1. Hand segmentation

The main algorithm is from the FCN paper: Fully convolutional networks for semantic segmentation.

Data preparation

  1. Change current directory to hand_training. See raw hand annotation data is in raw_data.
  2. Run prepare_data.py to resize images and hand masks to 256x256. This script also generates data.txt. Each line of this file is a pair of image and mask sperated by space. Ignore the two ending numbers.


  1. Pull my modified caffe from here: caffe-fcn.
  2. Modify the caffe root path in fcn32_solve.py.
  3. Run train.sh to train the network. Models will be saved in model folder. See fcn32_solve.py for training details.


See test.py. This script reads frames from video and predicts a hand probability map.

2. Object localization

With the hand segmentation model, we fine-tune it to localize the object of interest.
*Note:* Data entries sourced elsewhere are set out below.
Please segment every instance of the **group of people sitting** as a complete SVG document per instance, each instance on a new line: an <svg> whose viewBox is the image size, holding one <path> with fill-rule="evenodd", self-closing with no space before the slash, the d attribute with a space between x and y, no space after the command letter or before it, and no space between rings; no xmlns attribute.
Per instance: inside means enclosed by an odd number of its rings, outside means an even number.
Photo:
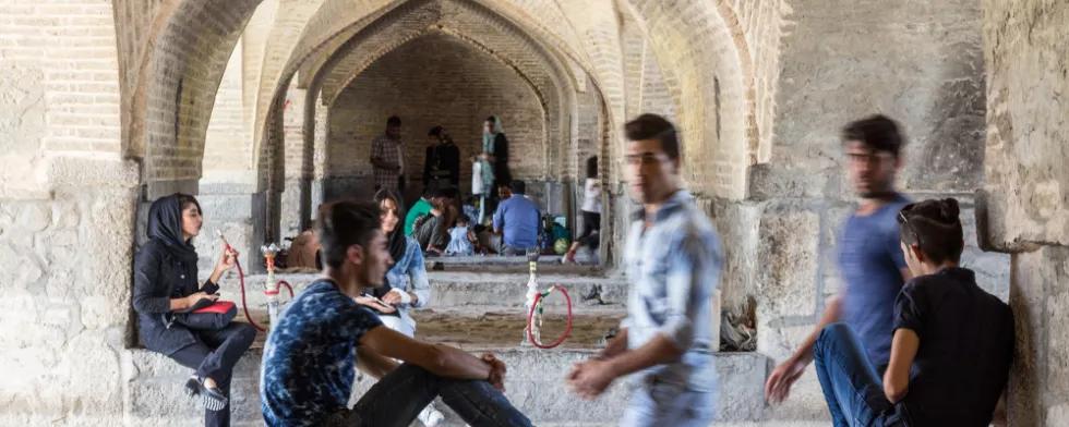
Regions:
<svg viewBox="0 0 1069 427"><path fill-rule="evenodd" d="M627 317L603 349L575 364L562 381L577 395L596 399L633 376L621 425L705 427L717 410L713 353L720 331L710 325L720 314L710 301L724 248L683 187L674 125L642 114L625 133L625 171L641 204L623 251L630 282ZM903 143L890 119L851 123L842 139L860 199L837 246L844 285L798 351L767 379L768 401L786 399L814 363L836 426L998 420L1013 357L1013 314L960 265L958 202L912 203L894 190ZM527 218L531 209L537 213L523 182L512 184L494 220L495 229L505 230L503 249L530 243L507 240L509 227L524 231L509 221ZM454 225L449 195L433 193L425 202L431 218L413 220L411 236L392 190L380 191L374 203L320 208L322 276L287 304L265 344L260 400L267 425L407 426L416 418L434 425L442 420L430 406L436 396L472 426L531 425L504 396L505 365L493 354L475 356L413 339L408 310L431 298L423 266L430 246L419 239L463 227ZM197 284L191 240L201 225L192 196L176 194L152 205L132 302L144 345L194 369L184 386L203 402L206 424L219 426L229 423L232 369L255 331L241 322L211 329L189 324L185 314L218 297L216 283L238 255L225 246L212 274ZM512 239L529 236L517 232ZM349 406L358 366L379 380Z"/></svg>
<svg viewBox="0 0 1069 427"><path fill-rule="evenodd" d="M405 233L430 256L524 254L538 247L542 232L541 208L526 193L527 184L520 180L500 186L501 202L487 227L472 221L472 206L458 206L455 191L433 188L408 210Z"/></svg>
Code and data is in obj_training.

Data preparation

  1. Copy the same hand annotation data(image+mask) into obj_training/raw_data (optional, can still use the same data source for hand segmentation training). Run annotate_obj.py and annotate object centers. This script will create a text file objects.txt with object location coordinates.
  2. Run cal_heatmap.py to generate object heatmaps. Heatmaps will be save in raw_obj.
  3. Run gen_train_data.py to resize images, mask and heatmaps. Final data will be saved in data folder. It also generates training source file data.txt.


  1. Modify the caffe root path in fcn32_solve.py.
  2. Run train.sh to train the network. Models will be saved in model folder. See fcn32_solve.py for training details.


See test.py. This script reads frames from video and predicts an object probability map.

3. Hand and objects localization

It is also possible to localize both object of interest and hand centers simutaneously. Code and data is in hand_obj_training. The idea is the same as object localization except for number of channels in groundtruth data and network loss.

For object localization only, object heatmaps are placed in the blue channel(1st channel in opencv). For this network, two additional channels are used: green channel for left hand and red channel for right hand. See data/hand_obj for examples.

The other difference is network loss. For hand segmentation and object localization, the network output is a 2-channel probability map(background and hand/object). For this network, the output has 5 channels which are splitted into 2+3 channels. They are for (1) background for object (2) object (3) background for hands (4) left hand (5) right hand respectively. See fcn32_obj_train.prototxt for details.

4. Two-stream action recognition

Currently, this relies on a different version of caffe. Pull it here: caffe-dev. Code and data is in action_training.

Object network

Before training the spatial network, you need to crop the objects out from training data. See crop_obj.py. This scripts loads the trained object localization model and saves images in obj. All network files and training scripts are in spatial.

Motion network

To calculate optical flow, you can use scripts in tools. Save optical flow images in flow and then run training scripts in motion to train the network.

Joint training

See action_training/solve.py.